📣

TiDB Cloud Essential is now in public preview. Try it out →

Hybrid Search

By using full-text search, you can retrieve documents based on exact keywords. By using vector search, you can retrieve documents based on semantic similarity. Can we combine these two search methods to improve the retrieval quality and handle more scenarios? Yes, this approach is known as hybrid search and is commonly used in AI applications.

A general workflow of hybrid search in TiDB is as follows:

Use TiDB for full-text search and vector search.
Use a reranker to combine the results from both searches.

This tutorial demonstrates how to use hybrid search in TiDB with the pytidb Python SDK, which provides built-in support for embedding and reranking.

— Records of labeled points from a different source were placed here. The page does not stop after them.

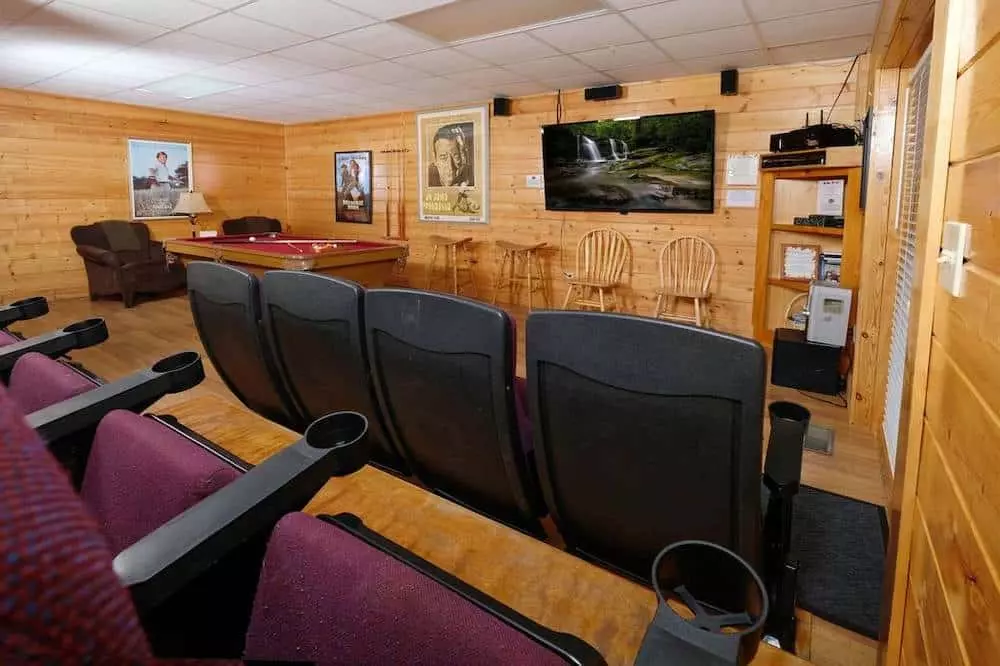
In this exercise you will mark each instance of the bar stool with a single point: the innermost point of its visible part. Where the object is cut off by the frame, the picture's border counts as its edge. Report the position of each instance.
(451, 247)
(519, 263)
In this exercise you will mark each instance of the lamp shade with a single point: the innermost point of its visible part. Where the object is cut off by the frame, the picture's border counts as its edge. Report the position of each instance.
(191, 203)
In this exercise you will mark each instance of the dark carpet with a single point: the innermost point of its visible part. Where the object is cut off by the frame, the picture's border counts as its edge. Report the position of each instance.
(840, 545)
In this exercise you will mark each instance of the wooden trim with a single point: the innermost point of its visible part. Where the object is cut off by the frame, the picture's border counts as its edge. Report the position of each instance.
(948, 20)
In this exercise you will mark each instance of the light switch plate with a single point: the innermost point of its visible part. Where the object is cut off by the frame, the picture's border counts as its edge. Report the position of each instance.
(955, 249)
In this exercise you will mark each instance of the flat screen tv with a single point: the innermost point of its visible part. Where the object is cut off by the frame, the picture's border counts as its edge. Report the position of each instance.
(654, 164)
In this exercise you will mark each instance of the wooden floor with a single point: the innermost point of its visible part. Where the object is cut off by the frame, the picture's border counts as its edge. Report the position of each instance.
(548, 585)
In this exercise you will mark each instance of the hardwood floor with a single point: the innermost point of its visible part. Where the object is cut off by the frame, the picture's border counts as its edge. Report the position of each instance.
(538, 580)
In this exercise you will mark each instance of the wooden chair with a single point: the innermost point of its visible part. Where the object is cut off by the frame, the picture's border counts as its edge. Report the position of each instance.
(519, 264)
(686, 268)
(601, 256)
(451, 266)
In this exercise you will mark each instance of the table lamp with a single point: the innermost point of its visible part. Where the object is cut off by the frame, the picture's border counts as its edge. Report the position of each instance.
(191, 204)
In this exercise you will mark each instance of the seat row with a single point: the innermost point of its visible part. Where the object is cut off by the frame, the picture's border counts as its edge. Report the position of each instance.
(631, 433)
(216, 559)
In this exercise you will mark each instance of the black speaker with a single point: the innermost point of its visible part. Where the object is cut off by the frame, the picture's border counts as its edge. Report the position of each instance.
(502, 106)
(796, 363)
(730, 82)
(603, 93)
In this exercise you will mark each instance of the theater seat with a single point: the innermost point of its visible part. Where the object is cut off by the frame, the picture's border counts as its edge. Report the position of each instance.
(327, 596)
(38, 381)
(141, 473)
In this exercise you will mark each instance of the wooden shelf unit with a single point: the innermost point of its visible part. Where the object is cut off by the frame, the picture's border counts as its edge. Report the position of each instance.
(785, 194)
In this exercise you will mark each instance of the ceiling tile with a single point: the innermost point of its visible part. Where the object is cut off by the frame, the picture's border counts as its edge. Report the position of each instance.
(190, 86)
(390, 9)
(550, 67)
(590, 33)
(714, 42)
(384, 40)
(63, 20)
(850, 22)
(654, 72)
(440, 62)
(383, 72)
(317, 18)
(197, 47)
(767, 10)
(491, 76)
(173, 14)
(825, 50)
(680, 17)
(325, 55)
(248, 33)
(616, 57)
(718, 63)
(508, 49)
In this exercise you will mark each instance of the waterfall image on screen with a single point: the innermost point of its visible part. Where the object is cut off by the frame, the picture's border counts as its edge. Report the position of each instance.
(651, 164)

Using pytidb is completely optional — you can perform a search using SQL directly and use your own reranking model as you like.

Prerequisites

Full-text search is still in the early stages, and we are continuously rolling it out to more customers. Currently, full-text search is only available on TiDB Cloud Starter and TiDB Cloud Essential in the following regions:

AWS: Frankfurt (eu-central-1) and Singapore (ap-southeast-1)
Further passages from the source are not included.